With the REST adapter:

  • The data property is treated as the record collection.

  • Other wrapper properties are ignored.

OData Adapter

OData responses store records in the value property.

Example response:

{
  "@odata.context": "...",
  "value": [
    { "ProductId": 1, "ProductName": "ItemA" }
  ]
}

Use:

const products = dataManager.addTable("products", {
    remote: {
        read: {
            url: "https://example.com/api/products",
            adapter: "odata"
        }
    }
});

The adapter automatically extracts the value array.

OData v4 Adapter

OData v4 follows the same value structure but may include additional metadata.
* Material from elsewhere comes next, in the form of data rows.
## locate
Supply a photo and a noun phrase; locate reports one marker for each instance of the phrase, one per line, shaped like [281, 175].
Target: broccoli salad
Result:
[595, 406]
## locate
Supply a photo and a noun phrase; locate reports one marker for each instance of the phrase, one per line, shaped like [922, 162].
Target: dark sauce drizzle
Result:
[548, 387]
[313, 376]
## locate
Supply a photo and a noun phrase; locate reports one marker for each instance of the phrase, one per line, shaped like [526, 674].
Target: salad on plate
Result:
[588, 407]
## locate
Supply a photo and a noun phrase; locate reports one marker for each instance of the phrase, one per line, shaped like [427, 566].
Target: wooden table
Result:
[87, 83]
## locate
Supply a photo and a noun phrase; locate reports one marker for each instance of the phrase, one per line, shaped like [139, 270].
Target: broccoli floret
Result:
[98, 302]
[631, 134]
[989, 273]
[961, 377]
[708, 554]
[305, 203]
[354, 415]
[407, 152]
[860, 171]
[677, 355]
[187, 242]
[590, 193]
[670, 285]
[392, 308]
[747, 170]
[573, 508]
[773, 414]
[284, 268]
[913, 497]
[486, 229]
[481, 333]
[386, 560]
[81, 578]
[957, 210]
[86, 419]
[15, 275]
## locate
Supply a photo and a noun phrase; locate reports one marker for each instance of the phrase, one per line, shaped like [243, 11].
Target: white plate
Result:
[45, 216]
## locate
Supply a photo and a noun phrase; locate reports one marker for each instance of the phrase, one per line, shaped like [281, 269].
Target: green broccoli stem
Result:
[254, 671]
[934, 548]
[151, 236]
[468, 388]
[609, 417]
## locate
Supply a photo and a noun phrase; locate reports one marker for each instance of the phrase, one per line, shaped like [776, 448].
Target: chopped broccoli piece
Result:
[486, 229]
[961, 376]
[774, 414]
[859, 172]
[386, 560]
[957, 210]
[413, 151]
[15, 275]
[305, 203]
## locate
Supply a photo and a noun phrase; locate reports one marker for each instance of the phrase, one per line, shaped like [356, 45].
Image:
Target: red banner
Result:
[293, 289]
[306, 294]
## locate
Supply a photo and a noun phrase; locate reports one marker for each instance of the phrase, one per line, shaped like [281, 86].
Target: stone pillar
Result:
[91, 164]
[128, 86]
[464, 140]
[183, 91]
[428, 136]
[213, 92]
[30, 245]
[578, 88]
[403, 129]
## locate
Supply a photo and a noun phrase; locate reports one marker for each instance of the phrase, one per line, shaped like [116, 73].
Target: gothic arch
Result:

const products = dataManager.addTable("products", {
    remote: {
        read: {
            url: "https://example.com/api/products",
            adapter: "odata4"
        }
    }
});

The odata4 adapter handles v4-specific metadata automatically.

GraphQL Adapter

GraphQL responses wrap records inside nested data objects.

Example response:

{
  "data": {
    "users": {
      "data": [
        { "id": "1", "name": "Leanne Graham" }
      ]
    }
  }
}

Example configuration:

const users = dataManager.addTable("users", {
    remote: {
        read: {
            url: "https://graphqlzero.almansi.me/api",
            adapter: "graphql",
            method: "POST",
            body: {
                query: `
                    query {
                        users {
                            data {
                                id
                                name
                                email
                            }
                        }
                    }
                `
            }
        }
    },
    schema: {
        dataPath: "users.data"
    }
});

Important:

  • GraphQL usually requires POST.

  • The query must be provided.

  • schema.dataPath specifies where the record array resides.

Schema details are documented in the Schema section.

Using Request Options

The options property corresponds to the standard fetch configuration.

Example:

read: {
    url: "https://example.com/api/products",
    method: "POST",
    options: {
        headers: {
            "Content-Type": "application/json"
        }
    }
}

This allows:

  • Custom headers

  • Credentials

  • Mode configuration

  • Other fetch settings

Using body

The body property is a simplified way to specify the request body.

Example:

read: {
    url: "https://graphqlzero.almansi.me/api",
    adapter: "graphql",
    method: "POST",
    body: {
        query: "{ users { data { id name } } }"
    }
}

If both body and options.body are provided:

  • body takes priority.

  • Operation-specific bodies may override it.

Custom Read Handler

Instead of providing a URL configuration, you can define a function:

const products = dataManager.addTable("products", {
    remote: {
        read: function () {
            return Promise.resolve([
                { ProductId: 1, ProductName: "Chai" }
            ]);
        }
    }
});

This allows:

  • Full control over data retrieval

  • Integration with custom transport layers

  • Mock implementations

Note:

Function-based handlers cannot be serialized during export.